3. Place
Focusing on human biogeography as a research endeavour may make sense to biogeographers, but in the academic world generally, this particular scholarly niche has long been filled by other rival disciplines such as sociology, human ecology, geography, anthropology and archaeology. It may be true that having so many ways of looking at ourselves as a species is a good thing, but it can also be argued that this academic fragmentation of effort has often nurtured the commonplace view that we as a species are `above' or `not part of' the `natural world'.
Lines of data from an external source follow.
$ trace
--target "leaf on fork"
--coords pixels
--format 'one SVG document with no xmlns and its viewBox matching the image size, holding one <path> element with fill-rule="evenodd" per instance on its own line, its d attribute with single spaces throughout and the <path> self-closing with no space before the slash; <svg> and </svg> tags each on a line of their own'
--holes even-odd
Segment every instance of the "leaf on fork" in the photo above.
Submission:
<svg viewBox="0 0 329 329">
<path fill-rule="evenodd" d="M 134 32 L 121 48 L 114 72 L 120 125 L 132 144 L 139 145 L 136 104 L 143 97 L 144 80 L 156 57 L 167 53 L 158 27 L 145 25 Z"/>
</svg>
Henry David Thoreau is perhaps the most thorough of writers about 'humans in nature'. In his descriptions of his home in Walden, his journals, and his essays, Thoreau provides rationale and examples for getting to know one place well. He criss- crossed his long- settled community on foot throughout his life, becoming, as he said, “well traveled in Concord.” In his great essay “Walking,” he presents his methods of learning a landscape, beginning with a tongue-in- cheek explanation of the word “sauntering.” Thoreau’s walking is an art, involving an absolute concentration on the present and freedom from cares of everyday life. “What business have I in the woods, if I am thinking of something out of the woods?” he asks. Though he has walked almost every day for years in the same vicinity, he continues to discover new views, and “two or three hours’ walking will carry me to as strange a country as I expect ever to see.” He asserts that the landscape within a circle of ten miles’ radius, “or the limits of an afternoon walk,” provides enough material for new discoveries for a lifetime of walks. It is the walks which provide material and method for poetry: “He would be a poet who could impress the winds and streams into his service, to speak for him; who nailed words to their primitive senses, as farmers drive down stakes in the spring . . .; who derived his words as often as he used them, —transplanted them to his page with earth adhering to their roots.”
Windfall
The few miles of footpaths criss-crossing Skomer contain all of Thoreau's requirements 'to impress the winds and streams' into a personal relationship between 'real place' and 'aesthetic place'.  Walking Skomer provides opportunities to learn more productive ways of seeing, making it possible to convey space as a temporal process. For example, the surprising cry of the Skomer pheasant reflects the aspirations of the 19th century tenants, Messrs Robinson and Davies, to be yeoman farmers, although whether the birds have continuity with these agrarian sportsmen remains a mystery.